Путем целого ряда лживых сообщений в специальных журналах доктор Вассори мог создать себе славу выдающегося специалиста. Он знал, как пустить пыль в глаза даже своим коллегам, которые были слишком простодушны и благородны, чтобы распознать его.

Естественным следствием был поток пациентов, которые все искали у него помощи.

Стоило только прийти к нему кому‑нибудь с ничтожным ослаблением зрения и дать осмотреть себя, как доктор Вассори с гнусной планомерностью брался за дело.

Сперва он устраивал обычный врачебный опрос, причем чтобы на всякий случай потом все было скрыто, искусно отмечал те ответы, которые говорили за катаракт.

Он осторожно зондировал, не был ли раньше кем‑либо поставлен диагноз.

В разговоре он вскользь замечал, что получил из‑за границы настойчивое приглашение важного научного характера и завтра же должен ехать.

При исследовании глаза электрическим светом, которое он потом предпринимал, он намеренно причинял больному как можно больше боли.

Все преднамеренно! Все преднамеренно!

Когда исследование кончалось, и пациент осторожно задавал обычный вопрос, есть ли основание опасаться чего‑нибудь серьезного, доктор Вассори делал свой первый ход.
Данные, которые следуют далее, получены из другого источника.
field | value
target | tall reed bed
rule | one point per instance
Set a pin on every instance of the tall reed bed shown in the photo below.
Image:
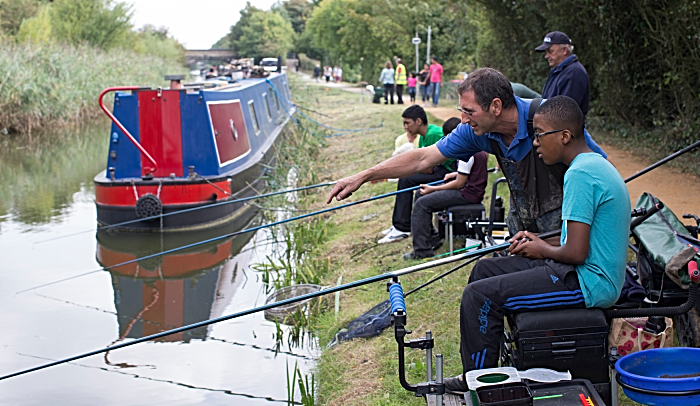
(49, 84)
Он усажинал больного против себя, минуту молчал, потом размеренным и звучным голосом произносил:

«Слепота на оба глаза уже в самое ближайшее время совершенно неизбежна!»

 

Следовавшая за этим сцена бывала ужасна.

Часто люди падали в обморок, плакали, кричали, в диком отчаянии бросались на пол.

Потерять зрение, значит потерять все.

Затем снова наступал обычный момент, несчастная жертва обнимала колени доктора Вассори и, умоляя, спрашивала, неужели на Божьем свете нет никакого средства помочь. Тогда бестия делала второй ход и сама обращалась в того бога, который призван помочь.

Все, все в мире, майстер Пернат, игра в шахматы!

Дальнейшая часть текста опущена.